1 Introduction Corpora have a central role to play in our understanding of language. Over the last three decades we have seen corpus-based approaches take off in many areas of linguistics. They are valuable for language learning and teaching, as has been shown in relation to the preparation of learners' dictionaries and teaching materials. Some language teachers have used them directly with students, but while there have been some successes, 'corpora in the classroom' have not taken off as corpora in other areas of linguistics have. Most attempts to use corpora in the classroom have been through showing learners concordances. The problem with this is that most concordances are too difficult for most language learners - they are scared off. However corpora can be used in the classroom in a number of other ways that are not based around (or do not look like) concordances. In this paper, after a little history, we present two of them.
First of all, we say what a corpus is.
1.1 What is a corpus? A corpus is a collection of texts. We call it a corpus when we use it for linguistic or literary research. An approach to linguistics based on a corpus has blossomed since the advent of the computer, for three reasons:
A computer can be used for finding, counting and displaying all instances of a word (or phrase or other pattern). Before the computer, there were vast amounts of finding and counting to be done by hand before you had the data for the research question
As more and more people do more and more of their writing on computers, texts have started to be available electronically, making corpus collection viable on a scale not previously imaginable. The costs of corpus creation have fallen dramatically
Computer programs to support the process have become available. Firstly, concordancers, which let you see all examples, in context, of a search term, as in Fig 1.
Fig 1: A concordance. This is a sample of 20 lines for space in the UKWaC corpus, via the Sketch Engine.
Advanced concordancers allow a range of further features like looking for the search term in a certain context, or a certain text type, and allow sorting and sampling of concordance lines and statistical summaries of contexts. Also, tools like part-of-speech taggers have been developed for a number of languages. If a corpus has been processed by these tools, we can make linguistic searches for, for example, kind as an adjective, or treat followed by noun phrase and then adverb (as in “she treated him well”)
The history of corpus linguistics begins in Bible Studies. The bible has long been a text studied, in Christian countries, like no other. Bible concordances date back to the middle ages.1 They were developed to support the detailed study of how particular words were used in the Bible.

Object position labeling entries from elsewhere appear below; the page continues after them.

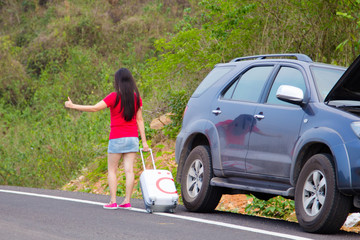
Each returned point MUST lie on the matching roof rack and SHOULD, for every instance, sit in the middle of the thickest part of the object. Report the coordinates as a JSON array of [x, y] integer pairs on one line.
[[298, 56]]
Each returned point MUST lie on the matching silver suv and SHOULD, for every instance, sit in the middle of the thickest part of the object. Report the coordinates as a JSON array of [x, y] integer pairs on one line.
[[275, 125]]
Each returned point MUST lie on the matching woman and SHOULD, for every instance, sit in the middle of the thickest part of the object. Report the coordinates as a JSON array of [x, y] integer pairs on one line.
[[126, 119]]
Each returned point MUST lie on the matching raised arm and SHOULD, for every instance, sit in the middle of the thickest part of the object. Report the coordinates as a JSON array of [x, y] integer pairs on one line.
[[86, 108]]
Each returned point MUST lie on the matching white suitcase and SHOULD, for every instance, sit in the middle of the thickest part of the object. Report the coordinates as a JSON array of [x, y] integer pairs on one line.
[[158, 188]]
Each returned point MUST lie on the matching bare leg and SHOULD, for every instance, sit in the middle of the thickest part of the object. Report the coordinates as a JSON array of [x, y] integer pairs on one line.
[[129, 159], [113, 164]]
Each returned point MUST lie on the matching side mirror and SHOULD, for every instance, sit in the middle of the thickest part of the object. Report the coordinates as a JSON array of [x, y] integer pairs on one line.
[[290, 94]]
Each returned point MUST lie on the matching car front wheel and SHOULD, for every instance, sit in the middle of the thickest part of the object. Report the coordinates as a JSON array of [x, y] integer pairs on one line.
[[197, 193], [319, 206]]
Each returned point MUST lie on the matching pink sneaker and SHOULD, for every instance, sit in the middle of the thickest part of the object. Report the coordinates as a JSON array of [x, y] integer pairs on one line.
[[125, 206], [111, 206]]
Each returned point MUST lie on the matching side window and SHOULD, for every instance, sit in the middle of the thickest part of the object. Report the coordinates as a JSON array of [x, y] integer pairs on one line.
[[211, 78], [286, 76], [249, 85]]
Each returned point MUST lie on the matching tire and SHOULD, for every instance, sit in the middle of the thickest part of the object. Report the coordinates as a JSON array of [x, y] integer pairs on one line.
[[319, 206], [197, 194]]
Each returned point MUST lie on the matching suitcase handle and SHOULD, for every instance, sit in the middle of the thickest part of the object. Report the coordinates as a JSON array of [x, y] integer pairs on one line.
[[142, 158]]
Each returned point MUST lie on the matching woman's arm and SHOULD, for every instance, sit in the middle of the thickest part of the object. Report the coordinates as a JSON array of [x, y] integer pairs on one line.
[[140, 123], [86, 108]]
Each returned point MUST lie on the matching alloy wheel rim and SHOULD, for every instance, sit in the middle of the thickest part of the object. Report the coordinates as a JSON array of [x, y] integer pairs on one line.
[[195, 178], [314, 193]]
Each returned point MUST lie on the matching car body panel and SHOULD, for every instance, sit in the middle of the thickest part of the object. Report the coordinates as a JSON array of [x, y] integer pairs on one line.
[[271, 150]]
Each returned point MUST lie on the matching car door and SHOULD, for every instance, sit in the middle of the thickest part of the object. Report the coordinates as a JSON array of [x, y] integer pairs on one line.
[[232, 114], [277, 127]]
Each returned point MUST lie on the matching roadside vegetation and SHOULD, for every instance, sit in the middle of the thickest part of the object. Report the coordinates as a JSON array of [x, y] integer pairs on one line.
[[52, 49]]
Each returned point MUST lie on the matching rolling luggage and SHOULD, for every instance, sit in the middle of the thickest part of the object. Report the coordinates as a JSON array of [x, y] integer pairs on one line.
[[158, 188]]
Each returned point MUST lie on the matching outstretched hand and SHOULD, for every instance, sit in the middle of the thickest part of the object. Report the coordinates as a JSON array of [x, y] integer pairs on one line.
[[145, 147], [68, 103]]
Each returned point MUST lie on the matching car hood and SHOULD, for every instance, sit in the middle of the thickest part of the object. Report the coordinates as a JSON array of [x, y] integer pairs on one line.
[[348, 86]]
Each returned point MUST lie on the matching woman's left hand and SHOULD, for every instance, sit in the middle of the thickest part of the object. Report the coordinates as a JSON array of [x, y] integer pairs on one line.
[[145, 147]]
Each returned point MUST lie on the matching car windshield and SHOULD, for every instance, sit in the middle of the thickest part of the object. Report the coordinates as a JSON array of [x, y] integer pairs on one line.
[[325, 79]]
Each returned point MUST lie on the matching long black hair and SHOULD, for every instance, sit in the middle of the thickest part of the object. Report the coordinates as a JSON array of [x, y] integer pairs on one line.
[[125, 88]]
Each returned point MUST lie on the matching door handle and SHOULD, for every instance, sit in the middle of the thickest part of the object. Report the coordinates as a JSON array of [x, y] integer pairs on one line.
[[216, 111], [259, 116]]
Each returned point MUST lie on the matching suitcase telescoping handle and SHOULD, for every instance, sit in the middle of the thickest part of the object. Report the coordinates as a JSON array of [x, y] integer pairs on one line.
[[142, 158]]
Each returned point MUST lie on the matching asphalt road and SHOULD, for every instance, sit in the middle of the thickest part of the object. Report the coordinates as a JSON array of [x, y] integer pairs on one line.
[[27, 213]]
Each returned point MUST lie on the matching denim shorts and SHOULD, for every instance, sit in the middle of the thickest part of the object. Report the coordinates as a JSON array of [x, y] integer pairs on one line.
[[123, 145]]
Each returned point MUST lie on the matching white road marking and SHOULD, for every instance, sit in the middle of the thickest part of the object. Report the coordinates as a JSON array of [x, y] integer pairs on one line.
[[193, 219]]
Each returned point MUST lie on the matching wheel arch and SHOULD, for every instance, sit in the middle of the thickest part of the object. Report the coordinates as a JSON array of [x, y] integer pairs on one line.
[[322, 140], [191, 142]]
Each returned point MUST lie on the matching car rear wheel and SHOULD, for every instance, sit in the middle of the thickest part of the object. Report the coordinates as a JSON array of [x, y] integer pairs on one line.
[[319, 205], [197, 194]]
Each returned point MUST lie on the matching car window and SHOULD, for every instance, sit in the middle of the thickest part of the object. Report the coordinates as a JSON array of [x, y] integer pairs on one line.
[[211, 78], [286, 76], [249, 85], [325, 79]]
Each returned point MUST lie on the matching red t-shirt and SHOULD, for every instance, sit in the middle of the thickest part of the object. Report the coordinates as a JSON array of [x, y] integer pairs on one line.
[[119, 127]]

After Bible Studies came literary criticism. For studying, for example, the work of Jane Austen, it is convenient to have all of her writings available and organised so that all occurrences of a word or phrasecan be located quickly. The first Shakespeare concordance dates back 200 years. Concordancing and computers go together well, and the Association for Literary and Linguistic Computing has been a forum for work of this kind since 1973.

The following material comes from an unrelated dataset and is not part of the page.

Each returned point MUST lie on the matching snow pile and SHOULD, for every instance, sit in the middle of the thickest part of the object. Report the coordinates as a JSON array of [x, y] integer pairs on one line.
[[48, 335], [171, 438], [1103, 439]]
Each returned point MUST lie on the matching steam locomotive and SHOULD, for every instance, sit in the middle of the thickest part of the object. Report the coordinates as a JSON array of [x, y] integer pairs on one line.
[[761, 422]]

Data-rich methods also have a long history in dictionary-making, or lexicography. Samuel Johnson used what we would now call a corpus to provide citation evidence for his dictionary in the eighteenth century, and the Oxford English Dictionary gathered over twenty million citations, each written on an index card with the target word underlined, between 1860 and 1927.
Psychologists exploring language production, understanding, and acquisition were interested in word frequency, so a word’s frequency could be related to the speed with which it is understood or learned. Educationalists were interested too, as it could guide the curriculum for learning to read and similar. To these ends, Thorndike and Lorge prepared ‘The Teacher’s WordBook of 30,000 words’ in 1944 by counting words in a corpus, and this was a reference set used for many studies for many years. It made its way into English Language Teaching via West’s General Service List (1953) which was a key resource for choosing which words to use in the ELT curriculum until the British National Corpus (see below) replaced it in the 1990s.
Following on from Thorndike and Lorge, in the 1960s Kučera and Francis developed the landmark Brown Corpus, a carefully compiled selection of current American English of a million words drawn from a wide variety of sources. They undertook a number of analyses of it, touching on linguistics, psychology, statistics, and sociology. The corpus has been very widely used in all of these fields. The Brown Corpus is the first modern English-language corpus, and a useful reference as a starting-point for the sub-discipline of corpus linguistics, from an English-language perspective.
While the Brown Corpus was being prepared in the USA, in London the Survey of English Usage was under way, collecting and transcribing conversations as well as gathering written material. It was used in the research for the Quirk et al Grammar of Contemporary English (1972), and was eventually published in the 1980s as the London-Lund Corpus, an early example of a spoken corpus.
2.1.2 Theoretical linguistics In 1950s America, empiricism was in vogue. In psychology and linguistics, the leading thinkers were advocating scientific progress based on collection and analysis of large datasets. It was within this intellectual environment that Kučera and Francis developed the Brown Corpus.
But in linguistics, Chomsky was to change the fashion radically. In Syntactic Structures (1957) and Aspects of the Theory of Syntax (1965) he argued that the proper topic of linguistics was the human faculty that allowed any person to learn the language of the community they grew up in. They acquired language competence, which only indirectly controlled language performance. ‘Competence’ is a speaker’s internal knowledge of the language, ‘performance’ is what is actually said, and the two diverge for a number of reasons. To study competence, he argued, we do better to make native-speaker judgements of what sentences are grammatical and which are not, rather than looking in corpora where we find only performance.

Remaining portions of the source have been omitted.